Re: using CURSOR with PHP

Keary Suska <hierophant@xxxxxxxxxx> · Sat, 18 May 2002 19:07:28 -0600

on 5/18/02 4:24 PM, andrew@xxxxxxxxxxxxxxx purportedly said:

> PostgreSQL will certainly take LIMIT into account when planning queries.
> 
> EXPLAIN SELECT * FROM mybigtable WHERE x = y;
> 
> and 
> 
> EXPLAIN SELECT * FROM mybigtable WHERE x = y LIMIT n;
> 
> Will regularly show different query plans.

Limit *is* taken into account, and a different query plan may be used
depending on the LIMIT and OFFSET values. However, as you will see below,
the query plans are all identical (aside from the report on LIMIT cost, and
using an index because of sorting). Here is a real example with a table with
32k records:

milewiz=> explain select * from activity;
Seq Scan on activity  (cost=0.00..20.00 rows=1000 width=39)
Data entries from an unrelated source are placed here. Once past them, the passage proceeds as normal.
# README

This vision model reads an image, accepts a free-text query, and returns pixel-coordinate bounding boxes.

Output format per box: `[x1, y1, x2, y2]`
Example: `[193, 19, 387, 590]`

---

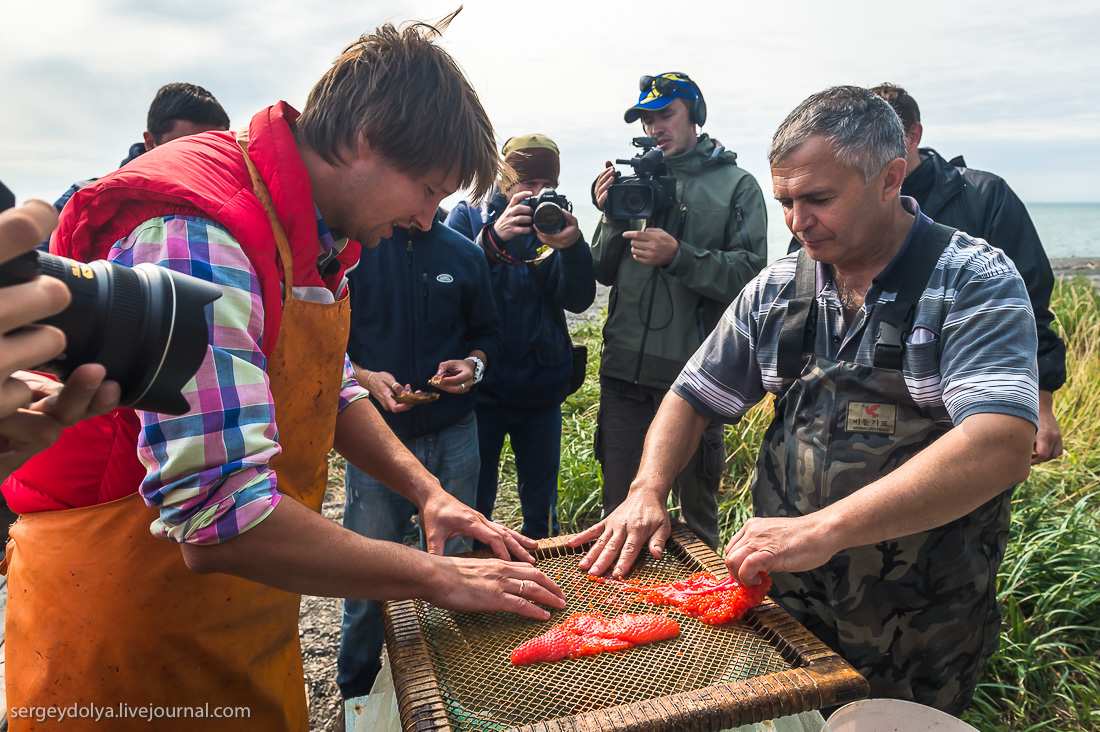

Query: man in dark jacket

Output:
[871, 84, 1066, 465]
[592, 73, 768, 547]
[337, 218, 501, 698]
[447, 134, 596, 538]
[54, 81, 229, 211]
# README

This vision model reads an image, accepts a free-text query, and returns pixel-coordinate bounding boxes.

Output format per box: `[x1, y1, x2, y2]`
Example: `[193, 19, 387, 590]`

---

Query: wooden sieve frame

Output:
[382, 523, 868, 732]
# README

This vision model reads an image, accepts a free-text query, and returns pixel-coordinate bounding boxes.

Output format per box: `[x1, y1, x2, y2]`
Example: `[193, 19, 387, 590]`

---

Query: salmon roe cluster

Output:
[592, 572, 771, 625]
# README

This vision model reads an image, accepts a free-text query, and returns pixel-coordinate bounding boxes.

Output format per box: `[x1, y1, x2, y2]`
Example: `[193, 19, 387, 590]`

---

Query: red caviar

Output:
[589, 572, 771, 625]
[512, 614, 680, 666]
milewiz=> explain select * from activity limit 200;
Limit  (cost=0.00..4.00 rows=200 width=39)
  ->  Seq Scan on activity  (cost=0.00..20.00 rows=1000 width=39)

Here a sequential scan is used but because we want only the first 200
tuples, getting results is much faster. Identical results would likely
appear from adding a WHERE clause. However, using LIMIT is next to useless
unless the results are ordered, which would be necessary for the application
in question:

milewiz=> explain select * from activity order by date;
Index Scan using act_date_idx on activity  (cost=0.00..59.00 rows=1000
width=39)

milewiz=> explain select * from activity order by date limit 200;
NOTICE:  QUERY PLAN:
Limit  (cost=0.00..11.80 rows=200 width=39)
  ->  Index Scan using act_date_idx on activity  (cost=0.00..59.00 rows=1000
width=39)

Here the cost is much higher, partly because of the sort, and partly because
the more results must be gathered to satisfy the ordering. But only the
first call will LIMIT n--subsequent calls must use offset. Consider:

milewiz=> explain select * from activity order by date limit 200 offset 200;
Limit  (cost=11.80..23.60 rows=200 width=39)
  ->  Index Scan using act_date_idx on activity  (cost=0.00..59.00 rows=1000
width=39)

milewiz=> explain select * from activity order by date limit 200 offset 800;
Limit  (cost=47.20..59.00 rows=200 width=39)
  ->  Index Scan using act_date_idx on activity  (cost=0.00..59.00 rows=1000
width=39)

milewiz=> explain select * from activity order by date limit 200 offset
10000;
Limit  (cost=59.00..59.00 rows=1 width=39)
  ->  Index Scan using act_date_idx on activity  (cost=0.00..59.00 rows=1000
width=39)

The optimizer assumes a complete table return will only return 1000 rows,
which in fact will return 32k rows, so as we progress through calls, at a
certain point the optimizer will execute a plan with the same cost as a full
table scan, regardless of the limit. Frequent VACUUM ANALYZE will help this
somewhat.

And as you can see, the query plans are all identical. The performance will
depend mostly on the differences between field values, which will effect how
many records must be scanned in order to fulfill the LIMIT. At a certain
point, this becomes the same as a full scan. With smaller table results,
this will happen sooner in the game.

> For more complex queries, however, the plans are less likely to differ
> 
Actually, as you can see with my examples above, the reverse is true, as the
simple query produced the same plan. The more complex the query, the more
choices the optimizer has for picking the best case, which unfortunately is
not always the truly best case.
> 
> OTOH PostgreSQL does _not_ do result caching, unless you have applied
> some patches that were floating around last year some time.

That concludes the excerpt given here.